Features of measuring three-dimensional coordinates and velocity vector of air objects within coverage of overall range-finding facilities for diversity reception

Abstract

The features of managing radar coverage formed by overall range-finding systems for diversity reception that measure longitude, latitude and altitude, including those of low-flying air objects using broadband phase-code manipulated (PCM) signals are considered. The named coordinates are defined by Newton's method, which finds solution to the system of three transcendental equations binding unknown coordinates of objects with measured overall ranges from transmitter to object and from object to each of the receivers.

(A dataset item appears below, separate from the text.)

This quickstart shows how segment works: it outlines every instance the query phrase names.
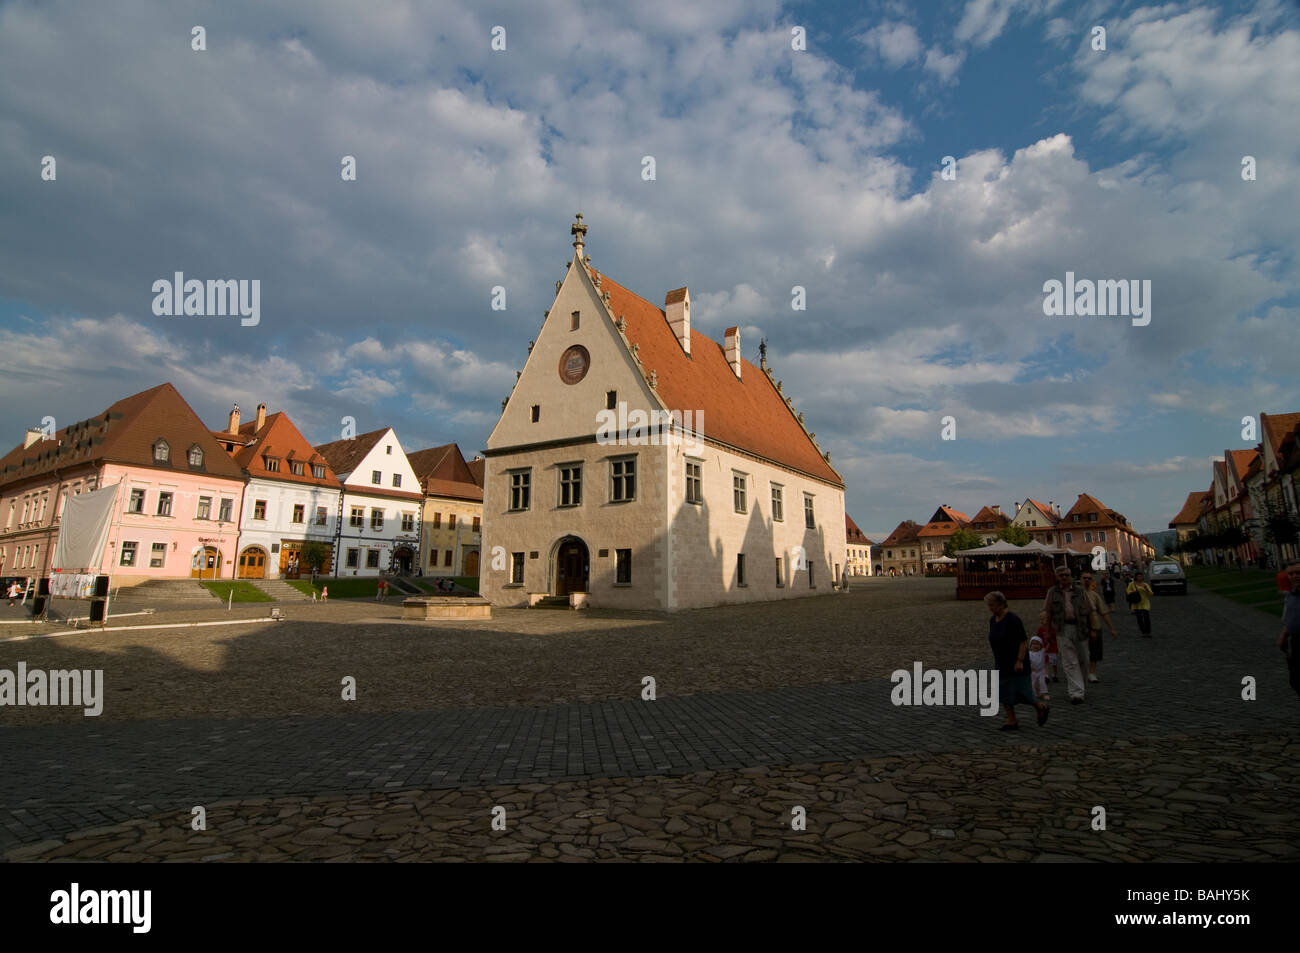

Dependences for estimation accuracy of altitude on true flight altitude of objects are given for signal bandwidth of 10 or 20 MHz and for three or six receivers of radar range cells. Possibility of measuring three-dimensional velocity vector of air object is analyzed by solving a system of nonlinear equations binding the sum of projections of object's velocity vector to directions from transmitter to object and from object to each receiver with measured Doppler frequencies in local Cartesian coordinate system. Besides, operating features of overall range-finding algorithm for diversity reception involving multipath signal reflected from air object are examined. Output performance of the analyzed three-coordinate overall range-finding system is estimated by comparing it with a two-coordinate single radar. It is demonstrated that increasing pulse train, decreasing scanned area, increasing wavelength and decreasing noise ratio does not only make up for a significant drop in directivity factor of isotropic transceiver antennas in overall range-finding system, but also enables to reduce significantly transmitter power or target scattering cross-section.